Bir gün katıldığım bir sanat sempozyumundan sonra ilgili akademisyenlerden birine sayılan bunca tarihi kalıntıların içinde niçin “musluk” tan söz edilmediğini sordum. “Öyle bir şeyden haberim yok; hiç duymadım.” dedi. Kaç kişiye sorsam da sonuç hep aynıydı. En azından benim konuştuğum kimseler “musluk” tabirini böyle bir anlamda ilk defa duyuyorlardı…
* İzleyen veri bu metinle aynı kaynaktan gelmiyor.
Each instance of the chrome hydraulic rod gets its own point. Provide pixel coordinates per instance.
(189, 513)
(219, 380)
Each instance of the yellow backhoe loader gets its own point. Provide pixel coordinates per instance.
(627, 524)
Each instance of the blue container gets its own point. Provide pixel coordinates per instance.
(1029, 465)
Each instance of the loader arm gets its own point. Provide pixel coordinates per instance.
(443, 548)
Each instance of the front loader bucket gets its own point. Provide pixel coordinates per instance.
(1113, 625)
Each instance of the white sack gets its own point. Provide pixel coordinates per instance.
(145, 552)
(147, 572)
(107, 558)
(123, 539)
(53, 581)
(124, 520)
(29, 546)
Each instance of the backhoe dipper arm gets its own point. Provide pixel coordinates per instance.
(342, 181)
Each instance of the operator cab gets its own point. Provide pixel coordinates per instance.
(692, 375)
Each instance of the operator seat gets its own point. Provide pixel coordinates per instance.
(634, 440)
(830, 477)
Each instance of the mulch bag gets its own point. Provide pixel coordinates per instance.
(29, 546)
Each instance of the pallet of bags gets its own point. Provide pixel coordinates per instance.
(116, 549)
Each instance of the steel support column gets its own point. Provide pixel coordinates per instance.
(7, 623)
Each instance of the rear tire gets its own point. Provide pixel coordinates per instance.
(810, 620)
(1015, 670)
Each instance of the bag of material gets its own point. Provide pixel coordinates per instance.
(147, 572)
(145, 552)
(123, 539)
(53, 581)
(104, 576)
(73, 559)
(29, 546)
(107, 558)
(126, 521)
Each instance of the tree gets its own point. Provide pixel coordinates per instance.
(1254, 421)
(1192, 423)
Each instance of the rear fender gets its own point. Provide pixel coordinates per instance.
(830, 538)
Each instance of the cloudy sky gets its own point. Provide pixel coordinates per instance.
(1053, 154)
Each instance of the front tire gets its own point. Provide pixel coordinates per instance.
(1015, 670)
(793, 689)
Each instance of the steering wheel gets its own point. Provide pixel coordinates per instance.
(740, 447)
Yine sıcak bir yaz günü. Ben Ali ile koca çınarın altında hararetli hararetli sanat konuşuyoruz. Her yer yine alev alev yanıyor. Kahveci de can kulağı ile bizi dinliyor. Musluğu dilimize doladığımızdan:
-Adamlar, ta yüzlerce yıl öncesinden boşuna yapmamış bunca musluğu, dedim. Ali de başı ile beni destekledi. Kahveci başını biraz alaycı, biraz şaşırmış vaziyette salladı:
-Kardeşim, ne işiniz var testiyle bakraçla. Size buzdolabından iki pet su getireyim, kendinize gelin, dedi.
YORUMLAR
Henüz yorum yapılmamış.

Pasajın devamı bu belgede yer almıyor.